Edit your job and try to see matching VMs or check if your pool is connected to XOA.

# Error: SR_OPERATION_NOT_SUPPORTED

This error can be caused by leaving any removable device (such as USB storage) attached to the VM that you are backing up or snapshotting, detach the device and retry. This can also be caused if you created a VM disk using the RAW format (opens new window).

# Error: Lock file is already being held

This error message appears in the logs in some instances of a failed backup job. It means that the VM’s folder on the remote is already used by a process. This could be:

  • another backup job
  • a merge process on the Virtual Hard Disk (VHD)

To solve this issue, we recommend that you:

  • wait until the other backup job is completed/the merge process is done
  • make sure your remote storage is not being overworked

# Error: HTTP connection has timed out

This error occurs when XO tries to fetch data from a host, via the HTTP GET method. This error essentially means that the host (dom0 specifically) isn't responding anymore, after we asked it to expose the disk to be exported. This could be a symptom of having an overloaded dom0 that couldn't respond fast enough. It can also be caused by dom0 having trouble attaching the disk in question to expose it for fetching via HTTP, or just not having enough resources to answer our GET request.

WARNING

As a temporary workaround you can increase the timeout higher than the default value, to allow the host more time to respond. But you will need to eventually diagnose the root cause of the slow host response or else you risk the issue returning.
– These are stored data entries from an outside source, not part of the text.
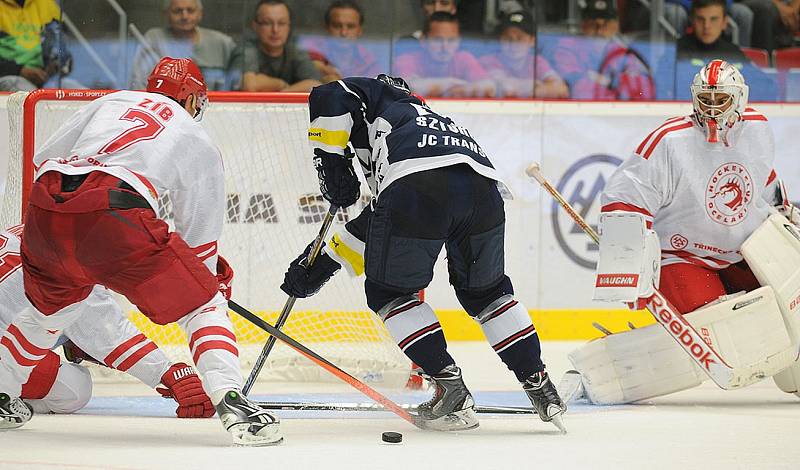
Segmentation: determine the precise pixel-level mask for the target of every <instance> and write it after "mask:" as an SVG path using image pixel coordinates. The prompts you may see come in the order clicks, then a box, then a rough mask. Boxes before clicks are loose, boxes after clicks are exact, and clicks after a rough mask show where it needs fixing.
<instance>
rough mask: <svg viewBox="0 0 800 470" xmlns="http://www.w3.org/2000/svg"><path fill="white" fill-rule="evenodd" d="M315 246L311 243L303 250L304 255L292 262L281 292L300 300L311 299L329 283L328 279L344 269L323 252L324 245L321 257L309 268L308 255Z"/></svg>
mask: <svg viewBox="0 0 800 470" xmlns="http://www.w3.org/2000/svg"><path fill="white" fill-rule="evenodd" d="M313 245H314V242H311V243H309V245H308V246H307V247H306V249H305V250H303V254H301V255H300V256H298V257H297V258H296V259H295V260H294V261H292V263H291V264H290V265H289V269H288V270H286V274H285V275H284V276H283V284H281V290H282V291H284V292H286V293H287V294H289V295H291V296H292V297H297V298H299V299H304V298H306V297H311V296H312V295H314V294H316V293H317V292H319V290H320V289H321V288H322V286H323V285H325V283H326V282H328V279H330V278H331V276H333V275H334V274H336V272H337V271H339V269H341V267H342V265H341V264H339V263H338V262H337V261H336V260H334V259H333V258H331V257H330V256H329V255H328V254H327V253H325V252H324V251H323V250H322V248H323V247H325V244H324V243H323V244H322V247H320V251H319V255H317V258H316V259H315V260H314V264H312V265H311V267H310V268H309V267H308V266H307V264H308V263H307V261H306V260H307V258H308V254H309V253H311V248H312V246H313Z"/></svg>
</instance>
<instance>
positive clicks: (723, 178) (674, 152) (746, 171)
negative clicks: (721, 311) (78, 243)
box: [601, 108, 778, 269]
mask: <svg viewBox="0 0 800 470" xmlns="http://www.w3.org/2000/svg"><path fill="white" fill-rule="evenodd" d="M742 119H743V122H740V123H738V124H737V125H736V126H735V127H734V128H733V129H732V130H731V134H733V135H732V136H731V144H730V146H725V145H724V144H721V143H717V144H710V143H708V142H707V141H706V139H705V136H704V134H703V131H702V130H701V129H699V128H698V127H697V125H696V124H695V123H694V122H693V120H692V118H691V117H690V116H686V117H679V118H674V119H670V120H668V121H666V122H665V123H664V124H663V125H662V126H661V127H659V128H657V129H656V130H655V131H653V132H652V133H650V135H648V136H647V137H646V138H645V139H644V140H643V141H642V142H641V144H639V146H638V147H637V148H636V150H635V152H634V155H632V156H631V157H630V158H628V159H627V160H626V161H625V162H623V163H622V165H621V166H620V167H619V168H618V169H617V171H616V172H615V173H614V174H613V175H612V176H611V178H610V179H609V181H608V183H607V185H606V187H605V190H604V192H603V195H602V199H601V201H602V209H601V211H602V212H614V211H624V212H634V213H638V214H642V215H643V216H644V217H645V220H646V221H647V225H648V227H650V226H652V228H653V229H654V230H655V231H656V232H657V234H658V238H659V239H660V244H661V256H662V265H669V264H673V263H692V264H697V265H699V266H702V267H705V268H710V269H723V268H725V267H727V266H729V265H731V264H733V263H737V262H739V261H741V260H742V255H741V253H739V249H740V248H741V245H742V243H743V242H744V241H745V239H746V238H747V237H748V236H749V235H750V234H752V233H753V231H755V229H756V228H758V227H759V226H760V225H761V224H762V223H763V222H764V221H765V220H766V219H767V217H768V216H769V211H770V206H772V205H773V203H772V198H773V197H774V194H775V190H776V185H777V183H778V181H777V178H776V174H775V171H774V170H773V159H774V142H773V135H772V131H771V130H770V128H769V126H768V125H767V123H766V120H767V118H766V117H764V116H763V115H761V114H760V113H758V112H757V111H756V110H754V109H753V108H747V110H746V112H745V113H744V116H743V118H742Z"/></svg>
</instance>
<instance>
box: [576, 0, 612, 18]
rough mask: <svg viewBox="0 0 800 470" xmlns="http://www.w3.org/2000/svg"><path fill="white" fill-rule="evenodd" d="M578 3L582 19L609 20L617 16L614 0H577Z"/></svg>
mask: <svg viewBox="0 0 800 470" xmlns="http://www.w3.org/2000/svg"><path fill="white" fill-rule="evenodd" d="M578 4H579V5H580V7H581V18H583V19H599V18H602V19H606V20H611V19H615V18H616V17H617V9H616V8H615V7H614V0H579V1H578Z"/></svg>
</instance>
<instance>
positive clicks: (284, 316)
mask: <svg viewBox="0 0 800 470" xmlns="http://www.w3.org/2000/svg"><path fill="white" fill-rule="evenodd" d="M338 210H339V206H335V205H333V204H331V206H330V207H329V208H328V212H327V213H326V214H325V218H324V219H322V227H320V228H319V233H318V234H317V238H315V239H314V245H313V246H312V247H311V252H310V253H309V254H308V257H307V258H306V266H309V267H310V266H311V265H312V264H314V260H316V259H317V255H319V252H320V250H321V249H322V244H323V242H324V240H325V236H326V235H327V233H328V229H330V227H331V224H332V223H333V218H334V216H335V215H336V211H338ZM296 300H297V297H294V296H290V297H289V298H288V299H286V303H285V304H283V310H281V314H280V316H279V317H278V321H277V322H275V328H277V329H279V330H280V329H281V328H283V325H285V324H286V321H287V320H288V319H289V314H290V313H291V312H292V307H294V303H295V301H296ZM274 346H275V336H270V337H269V338H267V342H266V344H264V348H263V349H262V350H261V354H259V355H258V358H257V359H256V362H255V364H253V370H251V371H250V375H248V376H247V381H246V382H245V383H244V387H242V393H243V394H244V396H247V395H249V394H250V389H252V388H253V385H254V384H255V383H256V379H257V378H258V374H260V373H261V369H262V368H263V367H264V364H265V363H266V362H267V357H269V353H270V352H272V348H273V347H274Z"/></svg>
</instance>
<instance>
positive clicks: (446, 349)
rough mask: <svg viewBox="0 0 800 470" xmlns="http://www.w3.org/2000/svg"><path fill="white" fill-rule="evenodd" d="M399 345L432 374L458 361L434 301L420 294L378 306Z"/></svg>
mask: <svg viewBox="0 0 800 470" xmlns="http://www.w3.org/2000/svg"><path fill="white" fill-rule="evenodd" d="M378 315H379V316H380V317H381V320H383V323H384V324H385V325H386V329H387V330H389V334H391V335H392V338H394V340H395V342H397V345H398V346H399V347H400V349H401V350H403V352H404V353H405V355H406V356H408V358H409V359H411V361H412V362H414V364H417V365H419V366H420V367H421V368H422V370H424V371H425V373H426V374H428V375H436V374H438V373H439V372H440V371H441V370H442V369H444V368H445V367H447V366H449V365H451V364H455V360H454V359H453V358H452V357H451V356H450V354H449V353H448V352H447V342H446V341H445V339H444V333H443V332H442V326H441V325H440V324H439V319H438V318H436V314H435V313H433V309H432V308H431V306H430V305H428V304H426V303H425V302H422V301H421V300H419V298H418V297H417V296H416V295H408V296H404V297H400V298H397V299H395V300H393V301H391V302H389V303H388V304H386V305H385V306H384V307H383V308H381V309H380V310H378Z"/></svg>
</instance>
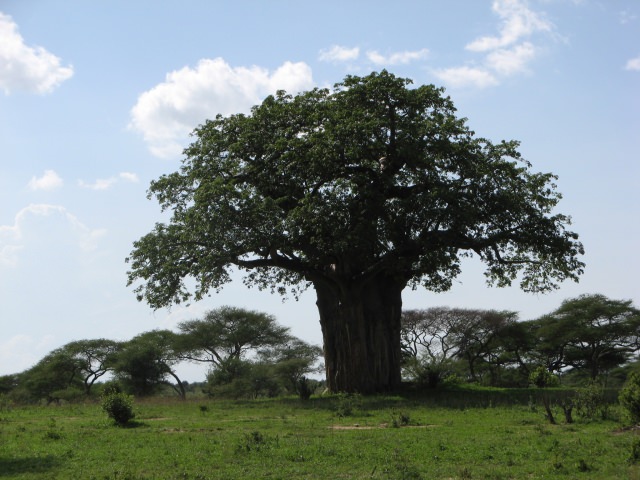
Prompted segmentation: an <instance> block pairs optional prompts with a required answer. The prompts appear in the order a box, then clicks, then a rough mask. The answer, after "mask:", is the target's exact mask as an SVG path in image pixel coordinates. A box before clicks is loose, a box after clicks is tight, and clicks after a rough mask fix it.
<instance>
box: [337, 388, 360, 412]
mask: <svg viewBox="0 0 640 480" xmlns="http://www.w3.org/2000/svg"><path fill="white" fill-rule="evenodd" d="M336 399H337V404H336V407H335V411H336V416H337V417H339V418H344V417H351V416H353V415H355V414H356V410H360V409H361V408H362V396H361V395H360V394H358V393H338V394H337V395H336Z"/></svg>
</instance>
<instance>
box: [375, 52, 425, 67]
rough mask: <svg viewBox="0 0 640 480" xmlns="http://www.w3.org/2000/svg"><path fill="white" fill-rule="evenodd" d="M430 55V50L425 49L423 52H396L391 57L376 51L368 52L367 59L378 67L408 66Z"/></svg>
mask: <svg viewBox="0 0 640 480" xmlns="http://www.w3.org/2000/svg"><path fill="white" fill-rule="evenodd" d="M428 55H429V50H428V49H426V48H423V49H422V50H413V51H404V52H395V53H391V54H389V55H382V54H380V53H378V52H377V51H376V50H371V51H368V52H367V58H368V59H369V61H371V62H373V63H374V64H376V65H388V66H393V65H406V64H408V63H411V62H414V61H416V60H423V59H425V58H427V57H428Z"/></svg>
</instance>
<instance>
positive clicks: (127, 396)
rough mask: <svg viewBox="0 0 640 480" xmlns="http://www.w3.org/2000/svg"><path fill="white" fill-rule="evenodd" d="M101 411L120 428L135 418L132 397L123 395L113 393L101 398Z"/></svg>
mask: <svg viewBox="0 0 640 480" xmlns="http://www.w3.org/2000/svg"><path fill="white" fill-rule="evenodd" d="M102 410H104V411H105V412H106V413H107V415H108V416H109V418H111V419H113V421H114V422H116V424H118V425H120V426H124V425H126V424H127V423H129V420H132V419H133V418H134V417H135V414H134V413H133V397H132V396H130V395H126V394H124V393H118V392H113V393H108V394H106V395H105V396H104V397H102Z"/></svg>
Create the following file:

/etc/xo-server/config.httpInactivityTimeout.toml

Add the following lines:

# XOA Support - Work-around HTTP timeout issue during backups
[xapiOptions]
httpInactivityTimeout = 1800000 # 30 mins

# Error: Expected values to be strictly equal

This error occurs at the end of the transfer. XO checks the exported VM disk integrity, to ensure it's a valid VHD file (we check the VHD header as well as the footer of the received file). This error means the header and footage did not match, so the file is incomplete (likely the export from dom0 failed at some point and we only received a partial HD/VM disk).

# Error: the job is already running

This means the same job is still running, typically from the last scheduled run. This happens when you have a backup job scheduled too often. It can also occur if you have a long timeout configured for the job, and a slow VM export or slow transfer to your remote. In either case, you need to adjust your backup schedule to allow time for the job to finish or timeout before the next scheduled run. We consider this an error to ensure you'll be notified that the planned schedule won't run this time because the previous one isn't finished.

# Error: VDI_IO_ERROR

This error comes directly from your host/dom0, and not XO. Essentially, XO asked the host to expose a VM disk to export via HTTP (as usual), XO managed to make the HTTP GET connection, and even start the transfer. But then at some point the host couldn't read the VM disk any further, causing this error on the host side. This might happen if the VDI is corrupted on the storage, or if there's a race condition during snapshots. More rarely, this can also occur if your SR is just too slow to keep up with the export as well as live VM traffic.

# Error: no XAPI associated to

This message means that XO had a UUID of a VM to backup, but when the job ran it couldn't find any object matching it. This could be caused by the pool where this VM lived no longer being connected to XO. Double-check that the pool hosting the VM is currently connected under Settings > Servers. You can also search for the VM UUID in the Home > VMs search bar. If you can see it, run the backup job again and it will work. If you cannot, either the VM was removed or the pool is not connected.